Che tristezza... si, è vero, si fatica ad accettare che è la natura perchè subentra l'attenzione con la quale li abbiamo seguiti dalla nascita, le aspettative che avevamo, l'immaginare il giorno dell'involo con l'emozione che ci avrebbe fatto provare...
Oggi guardo a questo nido e ripenso ai giorni nei quali non riuscivo a guardare perchè era tanta la ferocia con la quale lui colpiva Peanut, ero arrivata persino a sperare che il piccolino morisse perchè era uno strazio assistere a tanta sofferenza. Il giorno in cui ho visto che Ozzie offriva cure particolari a Peanut ho incrociato le dita, e giorno dopo giorno il piccoletto si è ingrossato, lui e Brutus iniziavano a stare vicini e quelle beccate violente diminuivano giorno dopo giorno. In quei giorni sono nati i loro veri nomi, passando da un anonimo E3 ed E4 a Brutus e Peanut... e Brutus sappiamo perchè prese quel nome...
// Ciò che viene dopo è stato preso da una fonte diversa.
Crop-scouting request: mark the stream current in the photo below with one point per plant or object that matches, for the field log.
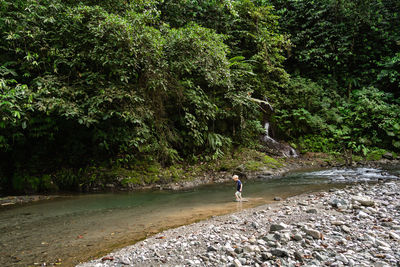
(77, 228)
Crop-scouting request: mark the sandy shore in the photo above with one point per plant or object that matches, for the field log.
(355, 226)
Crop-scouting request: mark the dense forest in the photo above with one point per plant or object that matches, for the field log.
(101, 83)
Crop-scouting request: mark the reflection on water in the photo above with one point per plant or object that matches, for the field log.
(81, 227)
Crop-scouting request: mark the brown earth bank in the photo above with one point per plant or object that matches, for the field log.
(211, 176)
(355, 226)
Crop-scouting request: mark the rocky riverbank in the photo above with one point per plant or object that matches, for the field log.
(355, 226)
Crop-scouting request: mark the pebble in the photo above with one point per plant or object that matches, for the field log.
(355, 226)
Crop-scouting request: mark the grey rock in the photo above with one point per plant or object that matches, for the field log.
(313, 211)
(365, 201)
(314, 233)
(211, 248)
(394, 236)
(280, 252)
(297, 237)
(266, 256)
(345, 229)
(298, 256)
(277, 227)
(237, 263)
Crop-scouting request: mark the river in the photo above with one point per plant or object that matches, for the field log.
(77, 228)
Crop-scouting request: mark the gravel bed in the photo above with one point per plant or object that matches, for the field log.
(355, 226)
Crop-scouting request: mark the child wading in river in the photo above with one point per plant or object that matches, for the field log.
(239, 187)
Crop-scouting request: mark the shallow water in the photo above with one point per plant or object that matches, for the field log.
(82, 227)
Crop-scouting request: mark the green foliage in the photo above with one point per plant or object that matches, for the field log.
(121, 83)
(348, 50)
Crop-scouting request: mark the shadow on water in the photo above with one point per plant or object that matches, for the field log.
(78, 228)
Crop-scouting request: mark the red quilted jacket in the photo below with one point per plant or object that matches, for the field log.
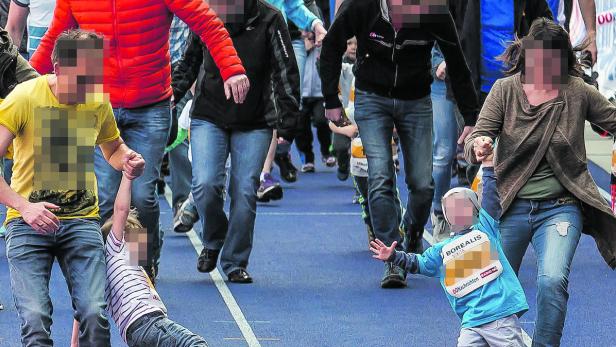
(137, 67)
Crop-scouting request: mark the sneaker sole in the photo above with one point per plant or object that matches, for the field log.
(271, 193)
(393, 282)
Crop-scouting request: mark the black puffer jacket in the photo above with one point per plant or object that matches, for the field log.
(263, 44)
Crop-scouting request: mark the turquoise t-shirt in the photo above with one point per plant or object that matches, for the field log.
(496, 299)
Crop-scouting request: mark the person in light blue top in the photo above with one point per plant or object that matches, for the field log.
(479, 282)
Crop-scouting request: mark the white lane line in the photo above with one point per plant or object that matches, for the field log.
(224, 291)
(309, 213)
(527, 339)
Mai avrei immaginato di ritrovarmi così, guardando a quelle piume e a quel beccuccio e sentire la mancanza di un pulletto che, quando beccava Peanut, avrei voluto prendere per la collottola e sgridare, come fosse stato un bambino troppo esuberante... Invece sono qui a guardarlo, immobile, e provo tanta tristezza nel cuore...
Questa è la foto che voglio portare nel cuore, loro due, vicini... Peanut minuscolo vicino a Brutus, che guardano ai visitatori umani e magari si chiedono cosa hanno da guardare quegli esseri buffi, senza piume e ali.